Zen Proverb, full letter from Richard Shaffer, October 2006
Artist, Santa Cruz CA, www.zebraparis.com, zebraparis@sbcglobal.net
Somersaulting from antiquity across to the new poetry, Lee Altman is forever looking and reading his texts for those sudden surprises. Whether he is accessing etymology in the Oxford dictionary or just perusing a child’s tale, Altman remains a literary artist, sourcing his imagery in the contemporary mixtures of our time.
Collage work is sometimes a “side-show” art, crafted from many tricks and sleight-of-hand gestures, sometimes from the discarded imagining of what once was toward that which one wishes it to be. Lee Altman is following those wandering arabesques of forgetfulness into those tight loops of remembering; it’s like learning something! Whenever I see his studio walls splashed with these ideas, shapes, and lines, I always remember both the skills and accidental fortunes of that iconic acrobat. Jump!!!
It’s pure Altman, I say in my mind … raw, cooked, decayed, and fermented …
Yet Altman’s surface is accessible; it is full of layers underneath, capturing the editorial work of simplification. Slipping easily between the layers is like entering the best poetry from the middle ground where it is fullest. Yes, indeed, there is a beginning and an end to all narratives, but the heart of the matter is more central, closer to when the author begins to say what is really meant. More than the frames of the book at either end, let’s dig deeper into these images wherein the structural comparison to a book is relevant, even important, to their appreciation and value. Visual collage is like building the storyboard, the chapters, and it is Altman’s “essay on choice” that leaves the door open for the viewer. It’s not castigating the eye for a direct or pedagogic meaning, not demanding that the lesson be learned; rather, Altman only invites.
The language of art is the writing of form. Like any good author, Altman is searching the archives, finding the histories, and unleashing syntax. He edits the collage by staring at it, seeing into the possibility, not quite satisfied by the pretty or the overwrought. Like the child, Altman is after the hardest feat – to find the utterance that moves (pure Heidegger!) and the expression of these sounds as finally locked together in a full sentence. He wants simply to find a Voice that can speak, only later desiring a “literacy” that knows the image, the 20 book wisdom of this collage.

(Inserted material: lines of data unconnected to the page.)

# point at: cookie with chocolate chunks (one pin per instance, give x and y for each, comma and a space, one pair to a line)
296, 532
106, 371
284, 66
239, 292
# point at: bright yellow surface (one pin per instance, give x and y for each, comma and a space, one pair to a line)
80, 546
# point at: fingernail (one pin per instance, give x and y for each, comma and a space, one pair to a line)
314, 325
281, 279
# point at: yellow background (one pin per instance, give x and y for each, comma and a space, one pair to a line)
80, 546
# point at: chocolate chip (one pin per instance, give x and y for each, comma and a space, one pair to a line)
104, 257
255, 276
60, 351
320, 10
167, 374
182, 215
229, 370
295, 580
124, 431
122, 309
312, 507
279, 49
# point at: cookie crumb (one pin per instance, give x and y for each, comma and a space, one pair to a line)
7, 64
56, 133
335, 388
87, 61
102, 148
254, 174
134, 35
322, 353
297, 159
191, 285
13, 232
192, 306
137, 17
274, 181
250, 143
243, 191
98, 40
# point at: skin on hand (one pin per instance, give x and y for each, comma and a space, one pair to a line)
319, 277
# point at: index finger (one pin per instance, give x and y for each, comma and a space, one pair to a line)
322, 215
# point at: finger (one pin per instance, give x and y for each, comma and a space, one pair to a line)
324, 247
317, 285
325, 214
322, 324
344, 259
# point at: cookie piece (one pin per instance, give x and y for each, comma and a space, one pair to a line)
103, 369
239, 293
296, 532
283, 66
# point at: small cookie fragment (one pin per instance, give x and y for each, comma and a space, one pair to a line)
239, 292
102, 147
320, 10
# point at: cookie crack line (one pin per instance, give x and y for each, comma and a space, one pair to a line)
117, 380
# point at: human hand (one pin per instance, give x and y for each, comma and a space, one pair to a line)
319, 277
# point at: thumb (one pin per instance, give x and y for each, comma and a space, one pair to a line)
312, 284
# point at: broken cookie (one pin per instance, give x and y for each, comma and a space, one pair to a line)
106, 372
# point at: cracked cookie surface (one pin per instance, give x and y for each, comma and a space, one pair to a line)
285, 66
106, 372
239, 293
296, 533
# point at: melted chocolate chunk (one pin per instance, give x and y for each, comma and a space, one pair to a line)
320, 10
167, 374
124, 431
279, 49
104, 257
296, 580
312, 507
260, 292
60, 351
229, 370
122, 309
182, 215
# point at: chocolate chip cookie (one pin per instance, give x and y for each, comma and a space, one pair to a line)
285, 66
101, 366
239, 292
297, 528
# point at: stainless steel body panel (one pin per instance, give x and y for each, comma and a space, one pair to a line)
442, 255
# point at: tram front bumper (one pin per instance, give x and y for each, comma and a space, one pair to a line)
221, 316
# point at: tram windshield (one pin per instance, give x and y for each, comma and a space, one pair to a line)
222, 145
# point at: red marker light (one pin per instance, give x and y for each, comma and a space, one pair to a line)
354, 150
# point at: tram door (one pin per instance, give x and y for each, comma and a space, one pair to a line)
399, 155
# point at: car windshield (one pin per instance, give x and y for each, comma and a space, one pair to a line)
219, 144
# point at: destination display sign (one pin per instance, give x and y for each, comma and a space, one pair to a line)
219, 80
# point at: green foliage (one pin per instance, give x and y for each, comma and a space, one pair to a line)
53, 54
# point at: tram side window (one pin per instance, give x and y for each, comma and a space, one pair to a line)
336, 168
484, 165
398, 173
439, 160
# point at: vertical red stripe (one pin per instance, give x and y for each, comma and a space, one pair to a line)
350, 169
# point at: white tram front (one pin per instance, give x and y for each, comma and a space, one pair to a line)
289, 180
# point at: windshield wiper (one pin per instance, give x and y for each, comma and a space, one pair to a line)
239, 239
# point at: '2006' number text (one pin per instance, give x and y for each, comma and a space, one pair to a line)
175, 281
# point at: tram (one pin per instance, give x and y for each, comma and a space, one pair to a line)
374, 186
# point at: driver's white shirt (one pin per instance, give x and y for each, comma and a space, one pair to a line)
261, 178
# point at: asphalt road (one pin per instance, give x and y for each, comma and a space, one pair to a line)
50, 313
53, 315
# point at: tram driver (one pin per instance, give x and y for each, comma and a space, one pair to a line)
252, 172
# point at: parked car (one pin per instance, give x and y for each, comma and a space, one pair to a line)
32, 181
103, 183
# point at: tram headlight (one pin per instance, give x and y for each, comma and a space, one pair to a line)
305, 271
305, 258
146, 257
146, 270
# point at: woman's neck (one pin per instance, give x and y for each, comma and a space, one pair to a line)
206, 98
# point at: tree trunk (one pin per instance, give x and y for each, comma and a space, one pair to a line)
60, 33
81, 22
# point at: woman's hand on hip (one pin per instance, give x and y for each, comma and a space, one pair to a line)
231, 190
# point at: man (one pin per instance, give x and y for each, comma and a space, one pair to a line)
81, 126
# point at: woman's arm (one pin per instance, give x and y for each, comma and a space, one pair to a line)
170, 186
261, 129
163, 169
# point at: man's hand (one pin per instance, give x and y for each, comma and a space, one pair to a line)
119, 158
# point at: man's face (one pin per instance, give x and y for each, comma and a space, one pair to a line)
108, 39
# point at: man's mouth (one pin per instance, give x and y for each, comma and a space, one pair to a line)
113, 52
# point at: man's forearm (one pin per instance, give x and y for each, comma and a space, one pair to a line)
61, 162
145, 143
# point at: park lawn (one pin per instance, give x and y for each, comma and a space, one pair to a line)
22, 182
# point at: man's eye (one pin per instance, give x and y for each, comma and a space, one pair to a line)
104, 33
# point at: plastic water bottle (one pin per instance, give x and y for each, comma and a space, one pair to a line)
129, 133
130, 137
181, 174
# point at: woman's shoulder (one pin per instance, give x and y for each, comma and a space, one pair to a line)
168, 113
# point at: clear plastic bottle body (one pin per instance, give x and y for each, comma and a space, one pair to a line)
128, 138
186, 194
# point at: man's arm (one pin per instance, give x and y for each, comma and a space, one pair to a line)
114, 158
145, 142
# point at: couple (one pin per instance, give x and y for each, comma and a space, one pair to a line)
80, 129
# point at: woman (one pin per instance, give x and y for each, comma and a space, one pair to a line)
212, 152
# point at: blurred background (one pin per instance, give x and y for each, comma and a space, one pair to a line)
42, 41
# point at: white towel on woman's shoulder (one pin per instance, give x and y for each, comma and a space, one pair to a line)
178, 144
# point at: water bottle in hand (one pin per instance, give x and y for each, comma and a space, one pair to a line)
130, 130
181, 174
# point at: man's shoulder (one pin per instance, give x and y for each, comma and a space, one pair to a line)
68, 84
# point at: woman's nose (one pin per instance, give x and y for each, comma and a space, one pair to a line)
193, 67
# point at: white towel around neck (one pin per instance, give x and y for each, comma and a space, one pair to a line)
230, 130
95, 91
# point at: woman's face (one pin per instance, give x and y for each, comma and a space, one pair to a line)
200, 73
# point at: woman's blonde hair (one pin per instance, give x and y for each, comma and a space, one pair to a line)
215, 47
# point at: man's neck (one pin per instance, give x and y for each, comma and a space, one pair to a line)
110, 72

And Altman is actually an intellectual artist first of all. I recall his letters and writings on writers, quotes and quips, and subtle postcards – always filled with the best “stuff” (not unlike the 20 Books collage) and these remnants remain important – revered parcels to me today like the day I received them at the Paris post office years ago!! I count on these resources from Lee Altman, and I find his person and work inspiring always.
He never fools me with a bad translation, and he always gets a lot into a small space!
Altman’s work brings forward a reference to a new writer that I stumbled upon yesterday. He wrote a wild poetry book (Picador) entitled The Talking Horse and the Sad Girl and the Village Under the Sea. Yet despite his accomplishment, this new writer Mark Haddon, while reflecting on his work, eagerly cited his own “worst unpublished novel ever” as that book which interested him most. Alongside the commentary, Haddon said much more that surely applies to the 20 Book Collage of Lee Altman and its truthful reading; indeed, it applies to all of us!
“… I certainly hope to continue writing poetry, but you never know … part of the appeal has to be the possibility of producing really bad writing. It is daunting but always exciting. And when you pull it off it is like escaping from a car accident. There is no elation like it!”
More “near misses” to you, Lee. DRIVE FAST!